Before spending a lot of $$, it’s worth checking out the optical properties of the plastic that the tube is made of (unless you’re thinking of drilling holes for the LED’s). My investigations didn’t look that promising when trying to ascertain that the plastic was transparent to IR wavelengths. When I use a thermotex around a tube, most of the heat I can feel is from contact with the tube (which absorbs the heat) rather than radiant heat.

If you buy a couple of those wrist bands and take them to pieces, there’s a good chance that you could create something that will fit inside the tube, but it would be a bit Heath Robinson.


Did you just invent a pump cylinder for holes for holding IR LEDs? PM me and let’s talk.


Most plastic products (including acrylics) as I recall are opague to electromagnetic waves starting at 1 micron wavelength (near IR) and on out. I could be wrong, but most of the optical transmission spectragraphs I remember from my days in working with plastics and plastic-forming processes suggest plastics are very efficient in absorbing IR at most wavelengths and converting that energy into heat energy that is either very slowly conducted (due to low thermal conductivity) and/or re-radiated at wavelengths unique to the atomic structure of the plastic itself.
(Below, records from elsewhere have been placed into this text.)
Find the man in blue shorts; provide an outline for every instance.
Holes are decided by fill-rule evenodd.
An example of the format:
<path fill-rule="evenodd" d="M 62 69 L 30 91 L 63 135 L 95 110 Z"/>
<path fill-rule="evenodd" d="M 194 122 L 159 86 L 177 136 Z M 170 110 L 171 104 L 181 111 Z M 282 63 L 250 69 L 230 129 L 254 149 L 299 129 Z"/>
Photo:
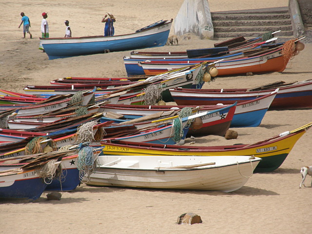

Plastics tend to be good insulators (both electric and thermally, too) and poor conductors. Many plastic extrusion and sheet formation processes use IR heaters to heat the extrudate because plastic absorbs IR.

Shiver’s suggestion at drilling holes in the tube to accept IR-emitting diodes for heating purposes is correct in my opinion so as to get around the poor transmissability of plastic to IR.

All the Best,


This chart shows that acrylic may be ok for near infrared. Far infrared is a different story.

The interesting thing is that my infrared wand has a plastic cover over the leds. I wonder if it is a special plastic.

Drilling the tube and inserting the leds would bring the leds in contact with the skin. Is that a good thing?

Originally Posted by xaxxat
Drilling the tube and inserting the leds would bring the leds in contact with the skin. Is that a good thing?

Assuming you could maintain the seal, the issue becomes heat. First, there’s the contact temperature of the LED. Most LEDs run very cool, but IR LEDS may be different if their plastic cases absorb the rays. I think we need a protototype.

With the exception of a few wavelengths, acrylic looks fairly transparent to IR. IR LEDs probably radiate at a well defined wavelength. As long as that wavelength avoids the troughs in the transmission spectrum, you should be good to go.

I guess the thing to do is set up an experiment. Maybe I can stick a temperature probe through a polska kielbasa, insert it in in a tube and see it it heats up. :)

Here’s a page that describes various sources used to generate IR heat. Notice that diodes and LEDs aren’t included. I suspect their power output is too low for most applications (although possibly not for ours).


Well, something is up with these infrared wands that have leds and certainly certainly produce heat. It looks as if I’m going to have to open mine up and see what’s inside.

I see that fiber optics cables transfer IR. I have no idea as to how to attach them to a tube.

What’s an infrared “wand?”

I couldn’t find anything about LEDs in the product description. But it did mention “bulbs,” which could only be replaced by a certified technician. I suspect the “bulbs” are old fashioned incandescent rather than solid state devices.

I’m going to open it up and see what’s in it. If it is bulbs, wonder how it can be an IR device?